Hypothesis
When the EPL Poisson model disagrees with Bet365 closing odds by more than 5% (|model_p − implied_mkt_p| > 0.05) on the home/away side, the bet generates positive EV after Polymarket's 2% taker fee + 2c half-spread.
Data Used
- Model predictions: EPL Poisson (trained 22/23+23/24, walk-forward tested on 24/25)
- Market proxy: Bet365 closing odds (B365H, B365D, B365A) from football-data.co.uk 24/25 CSV
- Endpoint:
https://www.football-data.co.uk/mmz4281/2425/E0.csv - n = 342 games with valid odds and known teams
- Polymarket comparison markets (live, as of 2026-05-20):
- Arsenal CL:
price=0.43, liq=$989k —GET https://gamma-api.polymarket.com/markets?closed=false&active=true - PSG CL:
price=0.59, liq=$1.16M
Sample bets (edge > 5%):
| Date | Match | Side | model_p | mkt_p | edge | odds | Won | PnL |
|---|---|---|---|---|---|---|---|---|
| 03/05/25 | Arsenal vs Bournemouth | H | 0.839 | 0.464 | +0.375 | 2.05 | No | −1.02 |
| 25/01/25 | Man City vs Chelsea | H | 0.760 | 0.469 | +0.291 | 2.05 | Yes | +0.99 |
| 10/11/24 | Forest vs Newcastle | A | 0.591 | 0.355 | +0.236 | 2.70 | Yes | +1.63 |
| 08/03/25 | Forest vs Man City | A | 0.746 | 0.511 | +0.235 | 1.85 | No | −1.02 |
Method
- Odds → implied prob (vig-adjusted): $p_i^{mkt} = \frac{1/o_i}{\sum_k 1/o_k}$
- Edge: $e_i = p_i^{model} - p_i^{mkt}$
- Bet $1 when $e_i > \theta$ (home or away side, whichever has larger positive edge)
- Net PnL per win: $\text{profit} = (o_i - 1) - o_i \cdot 0.02 - 0.02$ (taker fee on payout + half-spread)
- Net PnL per loss: $-1.02$
Result
| Threshold $\theta$ | N bets | Hit% | ROI (net) | Sharpe |
|---|---|---|---|---|
| 2% | 197 | 40.6% | −14.6% | −0.128 |
| 3% | 180 | 40.6% | −15.5% | −0.137 |
| 5% | 147 | 39.5% | −16.4% | −0.144 |
| 7% | 121 | 39.7% | −16.4% | −0.148 |
| 10% | 100 | 39.0% | −18.4% | −0.167 |
| 15% | 48 | 37.5% | −26.3% | −0.257 |
Verdict: FAIL — negative ROI at every threshold tested.

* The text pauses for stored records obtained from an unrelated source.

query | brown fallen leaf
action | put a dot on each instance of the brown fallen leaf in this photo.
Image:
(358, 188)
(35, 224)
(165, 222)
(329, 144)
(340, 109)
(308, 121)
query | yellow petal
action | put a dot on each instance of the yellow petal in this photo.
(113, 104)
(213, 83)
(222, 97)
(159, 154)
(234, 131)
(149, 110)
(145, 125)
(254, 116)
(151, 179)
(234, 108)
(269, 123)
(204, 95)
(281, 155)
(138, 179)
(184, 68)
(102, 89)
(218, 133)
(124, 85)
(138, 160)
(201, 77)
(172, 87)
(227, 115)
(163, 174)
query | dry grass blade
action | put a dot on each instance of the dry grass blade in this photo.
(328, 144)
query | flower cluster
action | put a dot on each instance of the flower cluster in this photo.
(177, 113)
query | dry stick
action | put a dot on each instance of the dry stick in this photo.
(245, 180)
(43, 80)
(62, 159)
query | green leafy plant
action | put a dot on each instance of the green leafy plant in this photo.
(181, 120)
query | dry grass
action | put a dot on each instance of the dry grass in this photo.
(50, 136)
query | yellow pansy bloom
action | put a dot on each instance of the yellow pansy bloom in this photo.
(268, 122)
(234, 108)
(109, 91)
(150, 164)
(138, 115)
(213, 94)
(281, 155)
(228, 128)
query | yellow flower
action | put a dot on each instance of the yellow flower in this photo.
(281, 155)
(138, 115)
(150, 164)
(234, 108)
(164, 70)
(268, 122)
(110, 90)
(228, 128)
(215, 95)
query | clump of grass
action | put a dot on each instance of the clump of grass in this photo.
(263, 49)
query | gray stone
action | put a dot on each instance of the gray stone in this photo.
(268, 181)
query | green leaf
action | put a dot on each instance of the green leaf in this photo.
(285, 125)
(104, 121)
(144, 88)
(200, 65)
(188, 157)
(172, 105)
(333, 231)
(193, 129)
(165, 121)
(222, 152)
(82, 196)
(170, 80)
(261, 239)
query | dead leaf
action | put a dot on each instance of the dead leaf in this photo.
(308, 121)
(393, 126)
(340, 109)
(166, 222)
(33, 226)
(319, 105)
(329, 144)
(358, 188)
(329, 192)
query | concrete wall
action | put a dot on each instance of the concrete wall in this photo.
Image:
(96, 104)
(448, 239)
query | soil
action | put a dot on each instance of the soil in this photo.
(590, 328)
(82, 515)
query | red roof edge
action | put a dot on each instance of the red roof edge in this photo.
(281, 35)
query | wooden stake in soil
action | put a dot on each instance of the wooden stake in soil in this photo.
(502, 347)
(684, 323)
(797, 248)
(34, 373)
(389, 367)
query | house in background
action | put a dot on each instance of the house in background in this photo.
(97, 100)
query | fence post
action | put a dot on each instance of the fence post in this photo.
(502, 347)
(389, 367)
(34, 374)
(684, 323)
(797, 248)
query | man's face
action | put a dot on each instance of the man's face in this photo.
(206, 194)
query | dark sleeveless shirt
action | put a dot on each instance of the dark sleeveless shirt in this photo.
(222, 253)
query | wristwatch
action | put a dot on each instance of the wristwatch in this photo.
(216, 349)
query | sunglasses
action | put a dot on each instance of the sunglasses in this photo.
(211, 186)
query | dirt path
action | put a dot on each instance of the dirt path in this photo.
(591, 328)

ROI worsens as threshold increases.
CL Final comparison (high-uncertainty illustration only): - Model (Man City as PSG proxy, neutral ground): Arsenal 0.462, PSG 0.538 - Market: Arsenal 0.43, PSG 0.59 → model slightly prefers Arsenal vs market - This comparison is UNRELIABLE: Man City ≠ PSG; no UCL form data; proxy error dominates
Reproduction
source ~/.pmvenv/bin/activate
python3 /mnt/projects/tnt_85c10df4451042ca/prj_c7cb91b70b2f42ac/d5_backtest_vs_market.py
# Output: /tmp/pm_data/backtest_results.json
# Plot: /tmp/pm_data/d5_calibration_plot.png
Failure Mode / Next Step
Why it fails: 1. The model's largest edges are on strong home teams (Man City, Arsenal, Tottenham), precisely where calibration is worst — bucket 7–8 actual rate 0.52–0.61 vs model 0.69–0.76. 2. Bet365 already correctly discounts Man City/Tottenham in 24/25 (recognizing their form drop); the model doesn't adapt. 3. Higher thresholds correlate with larger bet sizes on the miscalibrated region → PnL worsens.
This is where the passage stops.